L'auteur de l'interpellation évoque, à titre d'éventuelles mesures supplémentaires, la vérification d'un échantillon des signatures. De notre point de vue, il manque une base légale pour procéder à une telle vérification hors d'une procédure pénale. Par ailleurs, la mise en oeuvre poserait de nombreux problèmes d'ordre pratique. Par exemple, on peut douter que tous les signataires contactés soient en mesure d'indiquer s'ils ont bel et bien signé telle ou telle initiative ou demande de référendum, ou qu'ils soient disposés à le faire. Par ailleurs, le Conseil fédéral estime qu'on ne saurait présumer de l'absence de réaction de la personne contactée que cette personne a signé le texte. Il ne faut non plus pas perdre de vue que la loi impose des délais courts pour le traitement des initiatives et des demandes de référendum. Pour toutes ces raisons, le Conseil fédéral est convaincu que les contrôles par échantillonnage ne permettraient pas de résoudre le problème de la falsification de signatures.

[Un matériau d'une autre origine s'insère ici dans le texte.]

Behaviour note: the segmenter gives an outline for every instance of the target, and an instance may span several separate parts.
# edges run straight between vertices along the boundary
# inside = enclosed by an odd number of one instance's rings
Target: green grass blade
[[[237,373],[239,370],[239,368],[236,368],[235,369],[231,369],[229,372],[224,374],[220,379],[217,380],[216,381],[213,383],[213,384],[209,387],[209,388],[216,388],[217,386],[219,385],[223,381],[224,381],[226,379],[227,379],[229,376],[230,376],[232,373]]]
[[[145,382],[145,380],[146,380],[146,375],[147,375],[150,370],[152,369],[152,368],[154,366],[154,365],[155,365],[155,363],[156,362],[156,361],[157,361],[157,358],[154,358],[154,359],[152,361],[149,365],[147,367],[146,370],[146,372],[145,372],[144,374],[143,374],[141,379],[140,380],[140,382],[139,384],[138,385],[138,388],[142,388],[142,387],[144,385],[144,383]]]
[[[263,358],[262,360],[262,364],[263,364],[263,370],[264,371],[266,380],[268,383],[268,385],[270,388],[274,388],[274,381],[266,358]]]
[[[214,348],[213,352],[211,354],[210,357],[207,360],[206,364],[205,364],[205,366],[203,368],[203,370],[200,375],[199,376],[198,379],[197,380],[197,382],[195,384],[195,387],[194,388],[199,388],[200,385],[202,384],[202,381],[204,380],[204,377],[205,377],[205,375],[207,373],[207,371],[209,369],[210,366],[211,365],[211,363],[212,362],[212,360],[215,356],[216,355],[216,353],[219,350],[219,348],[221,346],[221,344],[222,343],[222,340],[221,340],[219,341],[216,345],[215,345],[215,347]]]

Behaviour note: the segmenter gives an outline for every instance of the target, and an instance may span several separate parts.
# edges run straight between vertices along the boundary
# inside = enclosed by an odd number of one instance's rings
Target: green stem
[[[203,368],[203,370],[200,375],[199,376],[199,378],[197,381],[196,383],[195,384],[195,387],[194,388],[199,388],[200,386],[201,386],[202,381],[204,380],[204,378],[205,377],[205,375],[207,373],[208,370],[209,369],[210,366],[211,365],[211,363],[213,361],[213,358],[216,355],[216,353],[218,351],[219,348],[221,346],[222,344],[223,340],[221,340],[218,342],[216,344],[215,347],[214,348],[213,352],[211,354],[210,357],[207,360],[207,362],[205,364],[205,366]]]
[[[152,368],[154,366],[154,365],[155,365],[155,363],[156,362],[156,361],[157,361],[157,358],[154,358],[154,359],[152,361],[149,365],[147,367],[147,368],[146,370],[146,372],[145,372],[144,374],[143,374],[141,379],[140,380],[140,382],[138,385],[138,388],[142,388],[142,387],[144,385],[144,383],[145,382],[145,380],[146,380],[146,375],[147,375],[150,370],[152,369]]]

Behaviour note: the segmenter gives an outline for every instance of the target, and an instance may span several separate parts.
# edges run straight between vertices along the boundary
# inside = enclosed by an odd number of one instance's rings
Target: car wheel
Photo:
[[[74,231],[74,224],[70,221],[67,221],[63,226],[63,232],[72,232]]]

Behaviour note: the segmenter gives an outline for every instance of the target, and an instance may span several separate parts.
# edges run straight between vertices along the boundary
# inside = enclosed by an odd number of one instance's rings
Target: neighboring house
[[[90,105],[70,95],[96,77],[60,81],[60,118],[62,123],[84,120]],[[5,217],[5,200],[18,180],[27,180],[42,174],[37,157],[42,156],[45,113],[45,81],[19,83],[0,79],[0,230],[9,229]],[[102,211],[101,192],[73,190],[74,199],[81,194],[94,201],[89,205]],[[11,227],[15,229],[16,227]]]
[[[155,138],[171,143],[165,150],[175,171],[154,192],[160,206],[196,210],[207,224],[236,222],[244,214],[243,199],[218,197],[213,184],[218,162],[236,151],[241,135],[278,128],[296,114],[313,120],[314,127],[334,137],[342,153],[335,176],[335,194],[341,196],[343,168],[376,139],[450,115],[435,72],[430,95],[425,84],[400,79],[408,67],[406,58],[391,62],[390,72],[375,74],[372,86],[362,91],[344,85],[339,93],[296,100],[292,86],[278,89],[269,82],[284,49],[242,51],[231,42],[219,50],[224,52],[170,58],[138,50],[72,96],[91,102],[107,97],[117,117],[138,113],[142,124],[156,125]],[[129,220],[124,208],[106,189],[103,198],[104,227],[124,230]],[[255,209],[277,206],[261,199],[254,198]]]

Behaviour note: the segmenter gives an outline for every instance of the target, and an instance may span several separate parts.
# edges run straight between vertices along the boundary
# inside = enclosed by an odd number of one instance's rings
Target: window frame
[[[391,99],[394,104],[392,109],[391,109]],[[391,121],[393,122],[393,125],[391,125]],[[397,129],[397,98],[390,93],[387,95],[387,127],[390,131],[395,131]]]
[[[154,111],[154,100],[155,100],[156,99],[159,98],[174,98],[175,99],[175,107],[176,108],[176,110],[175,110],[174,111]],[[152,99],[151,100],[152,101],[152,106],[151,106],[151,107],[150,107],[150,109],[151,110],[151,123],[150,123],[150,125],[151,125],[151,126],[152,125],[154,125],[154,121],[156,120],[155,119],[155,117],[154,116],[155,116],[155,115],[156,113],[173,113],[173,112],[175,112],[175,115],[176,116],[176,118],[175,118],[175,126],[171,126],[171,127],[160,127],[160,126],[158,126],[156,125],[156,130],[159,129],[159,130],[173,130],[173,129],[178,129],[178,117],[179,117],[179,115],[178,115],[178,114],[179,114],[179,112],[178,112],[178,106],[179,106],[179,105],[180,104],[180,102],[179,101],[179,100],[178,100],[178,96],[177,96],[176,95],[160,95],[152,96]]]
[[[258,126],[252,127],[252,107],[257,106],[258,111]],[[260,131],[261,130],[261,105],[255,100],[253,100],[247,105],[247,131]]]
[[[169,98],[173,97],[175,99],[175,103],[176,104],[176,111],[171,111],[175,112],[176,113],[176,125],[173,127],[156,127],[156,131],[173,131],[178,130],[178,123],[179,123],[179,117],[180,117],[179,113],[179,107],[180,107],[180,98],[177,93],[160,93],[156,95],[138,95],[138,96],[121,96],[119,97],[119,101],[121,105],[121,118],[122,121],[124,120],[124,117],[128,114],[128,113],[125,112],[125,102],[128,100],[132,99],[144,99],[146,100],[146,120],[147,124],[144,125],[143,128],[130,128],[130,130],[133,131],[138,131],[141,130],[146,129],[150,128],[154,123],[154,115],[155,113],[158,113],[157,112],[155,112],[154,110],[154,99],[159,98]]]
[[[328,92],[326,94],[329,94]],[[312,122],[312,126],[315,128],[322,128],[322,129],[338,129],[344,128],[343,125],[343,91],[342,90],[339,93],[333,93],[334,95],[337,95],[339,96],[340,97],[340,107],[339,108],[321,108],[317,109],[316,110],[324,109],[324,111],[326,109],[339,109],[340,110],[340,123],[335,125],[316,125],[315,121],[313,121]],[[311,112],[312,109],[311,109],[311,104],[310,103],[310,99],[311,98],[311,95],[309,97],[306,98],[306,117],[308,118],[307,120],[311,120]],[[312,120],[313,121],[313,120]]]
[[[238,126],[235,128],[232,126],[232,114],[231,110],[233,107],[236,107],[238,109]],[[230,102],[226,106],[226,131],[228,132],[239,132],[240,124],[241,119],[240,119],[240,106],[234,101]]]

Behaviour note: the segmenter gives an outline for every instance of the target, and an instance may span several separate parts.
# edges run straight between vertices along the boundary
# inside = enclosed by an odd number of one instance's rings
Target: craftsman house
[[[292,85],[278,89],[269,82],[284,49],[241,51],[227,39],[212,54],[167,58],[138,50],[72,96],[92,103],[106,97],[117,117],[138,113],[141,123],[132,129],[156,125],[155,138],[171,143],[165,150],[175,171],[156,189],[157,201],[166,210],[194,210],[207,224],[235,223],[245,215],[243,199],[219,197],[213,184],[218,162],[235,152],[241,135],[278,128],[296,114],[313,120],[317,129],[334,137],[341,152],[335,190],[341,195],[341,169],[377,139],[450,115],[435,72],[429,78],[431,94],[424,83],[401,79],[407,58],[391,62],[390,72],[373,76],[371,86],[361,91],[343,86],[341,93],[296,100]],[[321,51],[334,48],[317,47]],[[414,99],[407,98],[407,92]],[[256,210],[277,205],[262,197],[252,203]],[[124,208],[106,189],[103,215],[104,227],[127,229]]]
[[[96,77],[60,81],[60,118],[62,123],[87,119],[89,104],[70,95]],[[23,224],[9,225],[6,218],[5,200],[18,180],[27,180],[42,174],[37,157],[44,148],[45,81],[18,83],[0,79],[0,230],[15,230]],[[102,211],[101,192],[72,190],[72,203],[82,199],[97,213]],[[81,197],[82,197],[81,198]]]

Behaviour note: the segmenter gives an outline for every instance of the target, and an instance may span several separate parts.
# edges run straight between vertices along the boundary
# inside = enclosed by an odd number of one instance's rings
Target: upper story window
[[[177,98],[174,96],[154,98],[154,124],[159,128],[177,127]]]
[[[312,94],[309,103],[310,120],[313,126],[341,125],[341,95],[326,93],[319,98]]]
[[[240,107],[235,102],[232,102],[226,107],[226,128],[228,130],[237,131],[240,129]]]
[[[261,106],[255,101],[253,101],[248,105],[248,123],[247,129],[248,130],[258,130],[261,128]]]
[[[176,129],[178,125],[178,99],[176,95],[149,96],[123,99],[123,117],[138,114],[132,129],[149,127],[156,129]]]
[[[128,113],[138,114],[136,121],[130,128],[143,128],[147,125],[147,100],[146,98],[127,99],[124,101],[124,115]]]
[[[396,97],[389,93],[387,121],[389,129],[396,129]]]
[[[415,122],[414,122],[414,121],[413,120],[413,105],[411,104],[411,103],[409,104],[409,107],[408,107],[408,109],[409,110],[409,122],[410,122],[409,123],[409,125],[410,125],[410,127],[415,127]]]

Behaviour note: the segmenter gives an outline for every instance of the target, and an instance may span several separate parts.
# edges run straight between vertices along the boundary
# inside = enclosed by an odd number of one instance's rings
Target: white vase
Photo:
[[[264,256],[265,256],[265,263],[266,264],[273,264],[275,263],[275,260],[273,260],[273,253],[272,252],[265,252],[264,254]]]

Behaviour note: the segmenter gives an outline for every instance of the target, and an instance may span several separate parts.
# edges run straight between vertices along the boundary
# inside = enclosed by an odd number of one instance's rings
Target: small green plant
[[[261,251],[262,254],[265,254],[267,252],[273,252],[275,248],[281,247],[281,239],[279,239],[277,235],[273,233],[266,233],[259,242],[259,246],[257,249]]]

Je ne souhaite pas associer la question de l'intégrité de la récolte de signatures à celle de la récolte électronique de signatures, que l'auteur de l'interpellation a également mentionnée. Cependant, j'estime que la récolte électronique peut contribuer - comme on en a aussi discuté avant -, à terme et en combinaison avec d'autres mesures, à améliorer la sécurité en la matière. Comme je l'ai dit auparavant, il faudra procéder par étape. C'est pourquoi le Conseil fédéral a chargé la Chancellerie fédérale de réaliser un avant-projet pour l'e-collecting.
Pour terminer, je souhaite souligner une nouvelle fois que le Conseil fédéral et, en particulier, la Chancellerie fédérale prennent très au sérieux la question des falsifications présumées dans la récolte de signatures. C'est pourquoi la Chancellerie fédérale a pris de nombreuses mesures. Cependant, j'estime que les comités d'initiative et les comités référendaires ont également une part de responsabilité, puisque ce sont eux qui déterminent leur stratégie pour la récolte de signatures et qui décident, en dernier lieu, des listes de signatures qu'ils déposent. Il me tient à coeur de vous répéter que notre objectif premier, qui n'a pas changé, est de garantir l'intégrité des récoltes de signatures et, ainsi, de sauvegarder la confiance dans les instruments de la démocratie directe.
Caroni Andrea · P-M · Ständerat · Appenzell A.-Rh. · FDP-Liberale Fraktion
Präsident (Caroni Andrea, Präsident): Damit ist das Geschäft erledigt.